Boundary element modeling of cathodic protection systems for steel framed masonry buildings

There has been an increasing awareness over the last 30 years that many high-profile steel-framed masonry buildings are susceptible to extensive damage as a result of corrosion of the steel frame. This form of construction initially was employed in Chicago and New York and was subsequently used in most US and European cities in the first two decades of the 20^th century, and has resulted in potentially serious consequences with respect to serviceability, safety, aesthetics and heritage.

Cathodic protection (CP) is a proven method for preventing and protecting buried and submerged steel and reinforced concrete structures from corrosion. More recently, the method has been further developed so as to allow the treatment of steel-framed masonry structures. However, one of the major problems in understanding the mechanisms of cathodic protection in steel-framed construction is the relatively complex geometry of the systems under consideration. No analytical solution exists with respect to current throw onto typical steel sections, yet this is fundamental to the design of such systems. 
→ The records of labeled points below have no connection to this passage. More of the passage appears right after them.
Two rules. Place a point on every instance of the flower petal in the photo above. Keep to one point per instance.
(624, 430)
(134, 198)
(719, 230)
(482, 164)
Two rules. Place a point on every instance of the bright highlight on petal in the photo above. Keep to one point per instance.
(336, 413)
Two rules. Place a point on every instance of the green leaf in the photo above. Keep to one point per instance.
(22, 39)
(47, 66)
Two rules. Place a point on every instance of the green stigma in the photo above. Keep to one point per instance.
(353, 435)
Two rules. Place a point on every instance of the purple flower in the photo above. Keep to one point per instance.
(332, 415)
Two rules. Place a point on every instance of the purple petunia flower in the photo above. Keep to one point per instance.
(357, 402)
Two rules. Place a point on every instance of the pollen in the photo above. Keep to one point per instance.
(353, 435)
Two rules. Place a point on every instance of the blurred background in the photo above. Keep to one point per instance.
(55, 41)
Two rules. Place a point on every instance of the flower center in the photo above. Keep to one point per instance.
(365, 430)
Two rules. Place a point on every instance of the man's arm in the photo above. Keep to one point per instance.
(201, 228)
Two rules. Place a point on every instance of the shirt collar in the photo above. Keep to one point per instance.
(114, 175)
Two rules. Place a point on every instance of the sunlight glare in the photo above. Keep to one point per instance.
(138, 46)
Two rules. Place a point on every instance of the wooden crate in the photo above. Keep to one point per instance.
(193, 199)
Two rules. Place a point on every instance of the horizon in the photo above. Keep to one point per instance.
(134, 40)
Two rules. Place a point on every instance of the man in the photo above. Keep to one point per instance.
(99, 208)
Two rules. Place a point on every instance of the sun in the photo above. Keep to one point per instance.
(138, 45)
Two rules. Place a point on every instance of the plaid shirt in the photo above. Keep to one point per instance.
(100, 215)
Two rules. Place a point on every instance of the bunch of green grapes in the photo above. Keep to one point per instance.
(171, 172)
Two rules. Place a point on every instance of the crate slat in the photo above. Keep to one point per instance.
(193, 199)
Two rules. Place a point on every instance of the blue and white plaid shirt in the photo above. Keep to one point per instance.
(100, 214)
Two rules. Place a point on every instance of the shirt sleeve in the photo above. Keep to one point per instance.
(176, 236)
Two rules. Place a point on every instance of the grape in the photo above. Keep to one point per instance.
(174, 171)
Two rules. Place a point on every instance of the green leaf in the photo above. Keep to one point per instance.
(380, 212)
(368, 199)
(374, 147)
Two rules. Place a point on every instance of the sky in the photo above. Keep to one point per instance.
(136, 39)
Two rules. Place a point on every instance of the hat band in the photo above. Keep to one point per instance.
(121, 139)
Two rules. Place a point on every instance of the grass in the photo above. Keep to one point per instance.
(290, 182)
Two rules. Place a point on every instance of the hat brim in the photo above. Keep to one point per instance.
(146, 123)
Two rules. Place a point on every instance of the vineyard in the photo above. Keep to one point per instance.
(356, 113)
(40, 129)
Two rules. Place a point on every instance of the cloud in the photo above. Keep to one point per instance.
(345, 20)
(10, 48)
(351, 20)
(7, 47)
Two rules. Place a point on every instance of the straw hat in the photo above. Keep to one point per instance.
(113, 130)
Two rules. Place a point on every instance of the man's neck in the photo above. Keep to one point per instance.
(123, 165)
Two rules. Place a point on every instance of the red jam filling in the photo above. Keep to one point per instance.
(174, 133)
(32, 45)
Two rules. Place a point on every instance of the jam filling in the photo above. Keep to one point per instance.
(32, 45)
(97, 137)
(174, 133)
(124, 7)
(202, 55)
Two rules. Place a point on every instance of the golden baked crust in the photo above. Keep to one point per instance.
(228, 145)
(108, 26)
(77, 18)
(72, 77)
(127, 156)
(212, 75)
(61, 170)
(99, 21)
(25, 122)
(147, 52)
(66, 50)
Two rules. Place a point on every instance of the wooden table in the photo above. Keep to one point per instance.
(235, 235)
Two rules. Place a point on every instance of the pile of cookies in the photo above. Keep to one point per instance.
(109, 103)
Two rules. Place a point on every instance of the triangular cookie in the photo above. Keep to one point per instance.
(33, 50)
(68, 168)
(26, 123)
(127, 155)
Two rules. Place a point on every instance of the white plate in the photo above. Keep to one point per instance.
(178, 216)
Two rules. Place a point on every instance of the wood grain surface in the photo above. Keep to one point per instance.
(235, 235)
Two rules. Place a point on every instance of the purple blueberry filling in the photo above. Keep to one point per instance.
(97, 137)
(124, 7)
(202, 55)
In this paper, boundary element methods are employed to model the distribution of current and potential on steel surfaces in representative cathodic protection systems for steel-framed masonry structures. The influence of masonry type and joint width has also been studied, along with the risks of stray current corrosion. The results of these studies assist in the design of optimized cathodic protection systems for such structures. In addition, the application of the boundary element technique for the analysis of cathodically protected reinforced concrete structures is also discussed.